Cancer Immunity, Vol. 8 Suppl. 2, p. 7 (15 December 2008)

Lymphocyte homeostasis and tumor-specific immunity during immune reconstitution

Hy Levitsky

Sidney Kimmel Comprehensive Cancer Center, Johns Hopkins University School of Medicine, Baltimore, MD, USA

Abstract

Myelo- and lymphoablative chemotherapy and/or systemic irradiation followed by the infusion of autologous hematopoietic grafts containing stem cells, committed progenitors, and mature lymphocytes has been widely used to treat many types of hematopoietic cancers as well as some solid tumors. Initially conceived as a means to enable dose-intensification by circumventing the first dose-limiting toxicity of chemo-radiation, stem-cell transplantation is now evolving into a platform for the delivery of both active and passive cancer immunotherapies. Immune reconstitution of autologous hematopoietic stem-cell transplant recipients with the progeny of mature T cells in the graft leads to profound changes in the emerging functional T cell repertoire. In the steady-state, the host is frequently tolerant to tumor-antigens, reflecting dominant suppression of naïve and effector T cells by regulatory T cells (Tregs). We examined the relative frequency and function of these three components within the tumor-specific T cell compartment during immune reconstitution. Grafts from tumor-bearing donors exerted a significant anti-tumor effect in irradiated, syngeneic tumor-bearing recipients. This was associated with dramatic clonal expansion and interferon-γ (IFN-γ) production by previously tolerant tumor-specific T cells. While donor- derived Tregs expanded in recipients, they did not inhibit the antigen-driven expansion of effector T cells in the early post-transplant period. Indeed, the expansion of tumor-specific effector T cells significantly exceeded that of Tregs, resulting in a nearly five-fold increase in the effector:Treg ratio.

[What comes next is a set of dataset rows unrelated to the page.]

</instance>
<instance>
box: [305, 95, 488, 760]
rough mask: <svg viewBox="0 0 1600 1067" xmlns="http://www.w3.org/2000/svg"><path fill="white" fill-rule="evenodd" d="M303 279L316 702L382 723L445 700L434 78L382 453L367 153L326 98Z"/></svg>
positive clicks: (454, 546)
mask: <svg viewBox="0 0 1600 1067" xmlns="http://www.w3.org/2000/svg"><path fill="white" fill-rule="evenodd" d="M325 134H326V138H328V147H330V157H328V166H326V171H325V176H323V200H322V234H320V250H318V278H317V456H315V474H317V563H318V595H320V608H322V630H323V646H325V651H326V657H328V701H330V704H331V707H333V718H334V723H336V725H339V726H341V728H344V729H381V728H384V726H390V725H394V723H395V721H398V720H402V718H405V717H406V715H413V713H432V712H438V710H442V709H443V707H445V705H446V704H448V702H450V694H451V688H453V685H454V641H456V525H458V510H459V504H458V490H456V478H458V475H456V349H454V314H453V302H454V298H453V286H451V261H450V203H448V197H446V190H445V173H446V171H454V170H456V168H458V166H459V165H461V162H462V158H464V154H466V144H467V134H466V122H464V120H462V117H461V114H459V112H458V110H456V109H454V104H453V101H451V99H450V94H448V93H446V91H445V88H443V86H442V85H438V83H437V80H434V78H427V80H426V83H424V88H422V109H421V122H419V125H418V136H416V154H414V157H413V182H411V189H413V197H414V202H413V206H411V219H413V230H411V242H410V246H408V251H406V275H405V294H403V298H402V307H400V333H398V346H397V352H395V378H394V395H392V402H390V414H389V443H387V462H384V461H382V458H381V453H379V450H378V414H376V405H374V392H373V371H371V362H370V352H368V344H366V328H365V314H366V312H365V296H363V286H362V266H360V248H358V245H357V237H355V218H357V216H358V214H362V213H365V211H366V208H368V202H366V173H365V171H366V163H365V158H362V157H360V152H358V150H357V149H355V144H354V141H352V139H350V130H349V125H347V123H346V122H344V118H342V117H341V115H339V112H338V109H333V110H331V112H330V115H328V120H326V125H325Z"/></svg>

Although the intrinsic suppressive capacity of Tregs remained intact, their diminished frequency was insufficient to suppress effector cell function. While many factors may contribute to the differential repopulation of effector cells and Tregs in the early posttransplant period, systemic IL-2 administration decreased the effector:Treg ratio, suggesting that limited access to this cytokine may promote escape from suppression during immune reconstitution. These findings provide an explanation for the reversal of tolerance leading to tumor rejection in transplant recipients and likely contribute to the efficacy of adoptive T cell therapies in lymphopenic hosts.